The company said it expects pharmaceutical sales to grow further in the second half of 2023.

Wolk told Reuters that J&J’s patent litigation settlement with Amgen (O: ) on arthritis drug Stelara, which met expectations with second-quarter sales of $2.8 billion, boosted confidence about achieving its target of $57 billion in pharmaceuticals sales by 2025.

J&J has also tied up with Alvotec and Teva Pharmaceutical (NYSE: ) over its version of Stelara, delaying any competition until 2025, with company executive Eric Haas telling investors that no other biosimilar is expected before then.

Refinitiv data shows that quarterly sales of its multiple myeloma drug, Darzalex, also fell in line with Wall Street’s estimate of $2.43 billion.

Meanwhile, J&J said it would continue efforts to separate its consumer health unit Kenview, which sells popular self-care and skin care brands such as Tylenol and Neutrogena and went public in May.

J&J will “split” its shares of Kenview through an exchange offer as part of its separation plan, Wolk said, “effectively enabling us to acquire potentially multiple shares without a significant cash outlay.” It currently holds around 90% stake, according to Refinitiv.
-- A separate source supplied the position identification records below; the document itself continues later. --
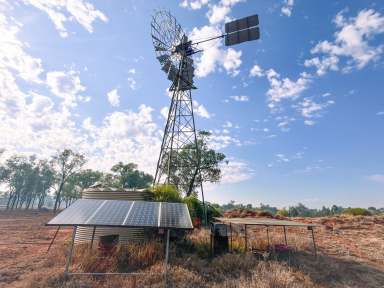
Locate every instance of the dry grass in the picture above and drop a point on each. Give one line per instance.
(351, 255)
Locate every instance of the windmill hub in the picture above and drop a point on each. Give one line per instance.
(179, 159)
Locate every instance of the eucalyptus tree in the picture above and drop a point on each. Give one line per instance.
(190, 167)
(66, 164)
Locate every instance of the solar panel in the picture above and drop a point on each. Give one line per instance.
(91, 212)
(110, 213)
(174, 215)
(144, 214)
(241, 24)
(242, 36)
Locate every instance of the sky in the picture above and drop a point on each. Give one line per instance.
(299, 113)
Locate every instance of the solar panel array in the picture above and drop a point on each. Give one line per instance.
(120, 213)
(242, 30)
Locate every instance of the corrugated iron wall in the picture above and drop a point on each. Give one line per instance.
(84, 234)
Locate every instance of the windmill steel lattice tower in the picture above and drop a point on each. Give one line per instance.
(174, 51)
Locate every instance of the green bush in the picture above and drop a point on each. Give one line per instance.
(282, 212)
(357, 212)
(166, 193)
(195, 207)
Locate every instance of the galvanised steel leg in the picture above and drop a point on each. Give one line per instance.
(166, 258)
(53, 239)
(69, 259)
(313, 240)
(93, 235)
(230, 226)
(245, 238)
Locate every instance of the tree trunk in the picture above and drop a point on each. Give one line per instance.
(57, 201)
(190, 188)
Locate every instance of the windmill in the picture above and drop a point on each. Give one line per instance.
(174, 51)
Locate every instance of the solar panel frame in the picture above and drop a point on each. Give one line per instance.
(243, 23)
(121, 213)
(242, 36)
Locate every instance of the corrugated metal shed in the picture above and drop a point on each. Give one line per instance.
(262, 221)
(98, 191)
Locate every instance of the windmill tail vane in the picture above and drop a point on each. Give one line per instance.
(179, 159)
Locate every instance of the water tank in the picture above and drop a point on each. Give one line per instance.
(84, 234)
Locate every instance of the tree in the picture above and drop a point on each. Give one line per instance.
(127, 176)
(86, 178)
(191, 167)
(166, 193)
(67, 163)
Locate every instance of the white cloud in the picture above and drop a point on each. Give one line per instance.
(113, 98)
(352, 43)
(309, 122)
(227, 124)
(200, 110)
(287, 7)
(194, 4)
(13, 55)
(311, 109)
(376, 178)
(235, 171)
(284, 122)
(220, 140)
(213, 55)
(241, 98)
(164, 112)
(256, 71)
(33, 123)
(219, 12)
(232, 61)
(60, 12)
(131, 81)
(66, 85)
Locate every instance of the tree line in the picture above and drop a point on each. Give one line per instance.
(29, 181)
(300, 210)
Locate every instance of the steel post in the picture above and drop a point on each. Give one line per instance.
(93, 235)
(69, 259)
(53, 239)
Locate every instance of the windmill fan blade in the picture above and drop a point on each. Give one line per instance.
(160, 48)
(159, 41)
(166, 66)
(172, 74)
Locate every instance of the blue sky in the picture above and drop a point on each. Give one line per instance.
(299, 113)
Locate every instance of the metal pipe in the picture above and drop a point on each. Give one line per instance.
(313, 240)
(230, 226)
(69, 259)
(285, 236)
(166, 258)
(93, 235)
(245, 238)
(53, 239)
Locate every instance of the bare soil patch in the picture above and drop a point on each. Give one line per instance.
(351, 254)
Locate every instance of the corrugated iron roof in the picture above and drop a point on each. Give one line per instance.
(263, 222)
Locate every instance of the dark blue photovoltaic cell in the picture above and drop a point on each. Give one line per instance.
(90, 212)
(78, 212)
(111, 213)
(174, 215)
(144, 214)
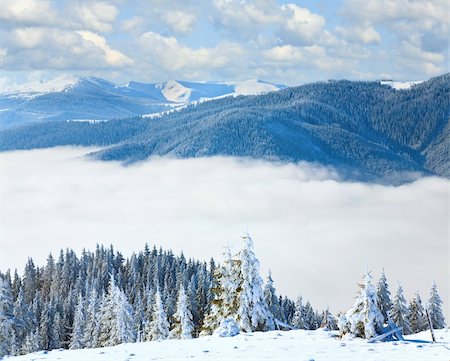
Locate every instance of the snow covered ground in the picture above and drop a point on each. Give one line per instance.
(276, 345)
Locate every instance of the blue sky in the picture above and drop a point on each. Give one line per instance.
(290, 42)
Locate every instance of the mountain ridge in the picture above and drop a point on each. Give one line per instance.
(91, 98)
(367, 130)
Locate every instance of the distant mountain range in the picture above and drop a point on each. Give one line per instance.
(92, 99)
(371, 131)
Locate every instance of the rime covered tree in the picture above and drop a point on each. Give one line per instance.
(272, 301)
(399, 312)
(297, 320)
(253, 313)
(79, 324)
(384, 297)
(328, 321)
(226, 285)
(183, 325)
(116, 320)
(158, 328)
(416, 316)
(364, 319)
(7, 319)
(435, 308)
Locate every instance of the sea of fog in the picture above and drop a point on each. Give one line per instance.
(316, 234)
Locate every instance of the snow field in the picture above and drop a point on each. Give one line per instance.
(298, 345)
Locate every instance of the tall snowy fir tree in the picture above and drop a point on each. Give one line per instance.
(298, 321)
(253, 313)
(79, 324)
(183, 324)
(364, 319)
(272, 301)
(399, 312)
(384, 297)
(158, 328)
(116, 320)
(226, 285)
(7, 319)
(435, 308)
(416, 316)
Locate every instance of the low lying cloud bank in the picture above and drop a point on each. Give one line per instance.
(315, 233)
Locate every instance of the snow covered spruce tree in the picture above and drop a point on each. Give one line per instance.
(226, 285)
(328, 321)
(183, 324)
(238, 302)
(399, 312)
(435, 308)
(384, 297)
(6, 317)
(116, 318)
(416, 316)
(79, 324)
(364, 319)
(158, 328)
(272, 301)
(253, 313)
(297, 320)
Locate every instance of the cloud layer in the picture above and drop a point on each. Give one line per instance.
(287, 42)
(316, 234)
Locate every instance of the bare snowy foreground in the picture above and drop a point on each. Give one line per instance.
(274, 345)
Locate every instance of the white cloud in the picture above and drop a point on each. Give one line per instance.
(304, 223)
(168, 54)
(180, 22)
(95, 15)
(27, 12)
(363, 34)
(113, 57)
(301, 26)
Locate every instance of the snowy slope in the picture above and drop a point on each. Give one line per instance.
(399, 85)
(78, 98)
(275, 345)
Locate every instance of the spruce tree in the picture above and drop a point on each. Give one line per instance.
(384, 297)
(253, 313)
(116, 320)
(92, 325)
(435, 308)
(158, 328)
(7, 320)
(183, 324)
(79, 324)
(297, 320)
(364, 319)
(399, 312)
(226, 283)
(416, 317)
(271, 298)
(328, 322)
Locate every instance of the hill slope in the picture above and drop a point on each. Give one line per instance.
(366, 130)
(275, 345)
(74, 98)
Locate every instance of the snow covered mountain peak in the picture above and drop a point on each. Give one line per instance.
(175, 92)
(35, 88)
(253, 87)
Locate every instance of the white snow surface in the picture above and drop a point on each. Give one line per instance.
(274, 345)
(38, 87)
(399, 85)
(253, 87)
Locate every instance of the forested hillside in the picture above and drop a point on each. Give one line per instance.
(366, 130)
(103, 299)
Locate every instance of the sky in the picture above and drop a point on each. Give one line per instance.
(289, 42)
(317, 235)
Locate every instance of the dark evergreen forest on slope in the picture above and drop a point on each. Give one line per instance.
(366, 130)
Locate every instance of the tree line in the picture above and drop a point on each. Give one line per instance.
(103, 299)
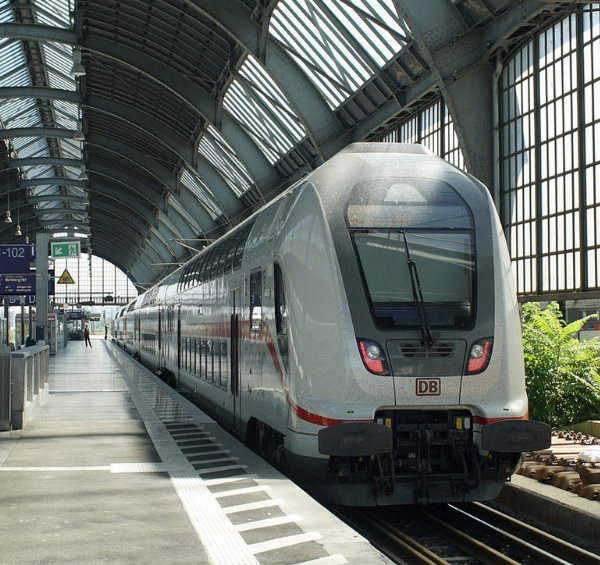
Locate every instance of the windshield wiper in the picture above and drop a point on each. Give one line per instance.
(428, 339)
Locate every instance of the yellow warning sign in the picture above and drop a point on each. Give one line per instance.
(66, 278)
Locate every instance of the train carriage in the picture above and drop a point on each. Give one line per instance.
(361, 329)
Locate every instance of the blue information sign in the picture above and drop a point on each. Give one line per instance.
(15, 259)
(23, 285)
(19, 285)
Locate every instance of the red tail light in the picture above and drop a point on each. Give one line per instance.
(373, 357)
(479, 356)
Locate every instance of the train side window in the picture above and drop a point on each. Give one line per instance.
(235, 238)
(210, 361)
(256, 301)
(194, 357)
(224, 364)
(203, 359)
(280, 305)
(217, 363)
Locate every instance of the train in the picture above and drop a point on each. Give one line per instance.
(361, 329)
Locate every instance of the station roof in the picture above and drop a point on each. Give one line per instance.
(152, 127)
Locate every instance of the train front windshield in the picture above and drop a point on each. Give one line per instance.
(414, 240)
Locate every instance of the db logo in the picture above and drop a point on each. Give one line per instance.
(429, 387)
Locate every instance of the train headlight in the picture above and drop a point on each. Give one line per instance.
(373, 357)
(480, 355)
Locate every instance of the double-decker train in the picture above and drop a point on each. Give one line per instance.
(361, 329)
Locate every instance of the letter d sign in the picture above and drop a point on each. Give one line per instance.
(429, 387)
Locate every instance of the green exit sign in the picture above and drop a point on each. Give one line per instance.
(65, 249)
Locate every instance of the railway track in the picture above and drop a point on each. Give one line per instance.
(469, 534)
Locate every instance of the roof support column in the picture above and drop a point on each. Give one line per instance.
(454, 56)
(41, 287)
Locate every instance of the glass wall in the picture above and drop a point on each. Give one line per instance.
(433, 128)
(94, 280)
(550, 155)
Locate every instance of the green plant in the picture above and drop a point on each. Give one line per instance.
(563, 383)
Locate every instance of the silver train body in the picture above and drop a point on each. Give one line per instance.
(362, 328)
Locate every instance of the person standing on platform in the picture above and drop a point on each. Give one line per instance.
(86, 335)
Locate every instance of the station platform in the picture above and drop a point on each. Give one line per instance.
(116, 467)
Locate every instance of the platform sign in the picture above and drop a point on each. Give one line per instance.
(19, 285)
(15, 259)
(30, 299)
(66, 278)
(65, 249)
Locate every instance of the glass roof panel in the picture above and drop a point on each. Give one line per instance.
(54, 13)
(216, 150)
(261, 107)
(339, 44)
(202, 192)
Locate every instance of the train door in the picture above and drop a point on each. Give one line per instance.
(235, 308)
(138, 333)
(159, 339)
(179, 349)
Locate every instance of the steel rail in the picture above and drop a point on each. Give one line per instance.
(562, 550)
(465, 542)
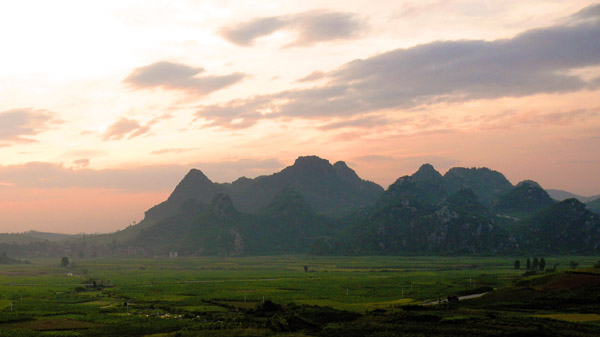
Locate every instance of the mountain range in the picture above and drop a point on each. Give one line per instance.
(317, 207)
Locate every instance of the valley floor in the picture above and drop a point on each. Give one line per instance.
(297, 296)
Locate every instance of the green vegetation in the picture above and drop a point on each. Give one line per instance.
(296, 296)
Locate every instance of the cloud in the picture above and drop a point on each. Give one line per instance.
(170, 150)
(589, 12)
(533, 62)
(310, 27)
(41, 175)
(245, 33)
(125, 128)
(363, 123)
(177, 76)
(510, 119)
(19, 124)
(129, 128)
(82, 162)
(314, 76)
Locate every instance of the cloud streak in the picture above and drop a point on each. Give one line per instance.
(176, 76)
(19, 125)
(310, 27)
(533, 62)
(129, 128)
(42, 175)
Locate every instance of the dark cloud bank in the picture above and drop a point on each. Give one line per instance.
(533, 62)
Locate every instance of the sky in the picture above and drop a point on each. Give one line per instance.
(105, 105)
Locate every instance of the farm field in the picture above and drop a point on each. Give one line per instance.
(291, 295)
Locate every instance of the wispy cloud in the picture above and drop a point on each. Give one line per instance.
(177, 76)
(43, 175)
(533, 62)
(19, 125)
(129, 128)
(310, 27)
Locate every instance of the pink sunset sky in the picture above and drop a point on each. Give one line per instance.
(105, 105)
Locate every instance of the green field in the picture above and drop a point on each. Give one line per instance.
(129, 296)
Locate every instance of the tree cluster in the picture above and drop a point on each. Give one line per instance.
(533, 266)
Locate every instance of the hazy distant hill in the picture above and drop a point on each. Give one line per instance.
(329, 189)
(34, 236)
(286, 225)
(567, 227)
(319, 208)
(525, 199)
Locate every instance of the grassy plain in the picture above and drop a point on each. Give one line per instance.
(129, 296)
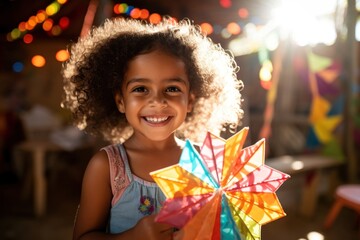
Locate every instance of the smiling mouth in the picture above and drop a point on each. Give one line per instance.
(156, 119)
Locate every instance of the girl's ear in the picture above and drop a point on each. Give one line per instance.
(191, 102)
(120, 102)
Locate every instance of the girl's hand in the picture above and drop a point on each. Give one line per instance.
(148, 229)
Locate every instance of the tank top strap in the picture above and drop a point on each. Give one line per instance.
(120, 174)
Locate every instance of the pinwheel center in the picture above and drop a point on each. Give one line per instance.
(219, 190)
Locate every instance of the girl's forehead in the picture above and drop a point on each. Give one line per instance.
(156, 65)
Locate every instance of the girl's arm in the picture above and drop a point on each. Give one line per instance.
(93, 213)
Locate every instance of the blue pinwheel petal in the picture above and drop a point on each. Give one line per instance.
(191, 161)
(229, 229)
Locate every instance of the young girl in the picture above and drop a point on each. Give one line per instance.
(146, 88)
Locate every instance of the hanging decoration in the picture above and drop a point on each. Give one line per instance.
(325, 116)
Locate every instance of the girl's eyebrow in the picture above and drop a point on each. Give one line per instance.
(144, 80)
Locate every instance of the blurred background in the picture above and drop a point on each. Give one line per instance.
(299, 61)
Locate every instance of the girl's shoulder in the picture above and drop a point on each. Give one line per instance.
(119, 170)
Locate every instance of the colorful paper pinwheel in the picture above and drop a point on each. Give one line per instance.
(225, 192)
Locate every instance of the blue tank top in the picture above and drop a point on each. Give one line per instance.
(133, 197)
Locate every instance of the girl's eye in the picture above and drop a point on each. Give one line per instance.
(173, 89)
(139, 89)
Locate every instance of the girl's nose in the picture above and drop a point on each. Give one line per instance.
(158, 98)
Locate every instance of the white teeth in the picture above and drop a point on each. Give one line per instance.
(156, 120)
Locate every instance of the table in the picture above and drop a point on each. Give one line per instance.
(312, 166)
(38, 150)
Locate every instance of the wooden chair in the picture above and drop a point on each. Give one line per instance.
(346, 196)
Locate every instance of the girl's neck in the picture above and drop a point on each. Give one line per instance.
(137, 141)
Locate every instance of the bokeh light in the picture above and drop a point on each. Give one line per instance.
(18, 67)
(155, 18)
(206, 28)
(64, 22)
(48, 24)
(38, 61)
(62, 55)
(28, 38)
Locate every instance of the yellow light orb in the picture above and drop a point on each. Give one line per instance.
(38, 61)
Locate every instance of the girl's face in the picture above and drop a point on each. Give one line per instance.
(155, 95)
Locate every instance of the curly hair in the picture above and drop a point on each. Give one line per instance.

Haas, J&J’s vice president for litigation, also told investors that it would “aggressively” defend itself amid ongoing litigation and bankruptcy proceedings for its related subsidiary, amid ongoing proceedings over talc products, including its baby powder.

J&J is facing more than 38,000 lawsuits alleging that the products were contaminated with asbestos and caused cancer, although it has denied this claim. It is in bankruptcy court for a second time attempting to resolve the issue through an $8.9 billion settlement.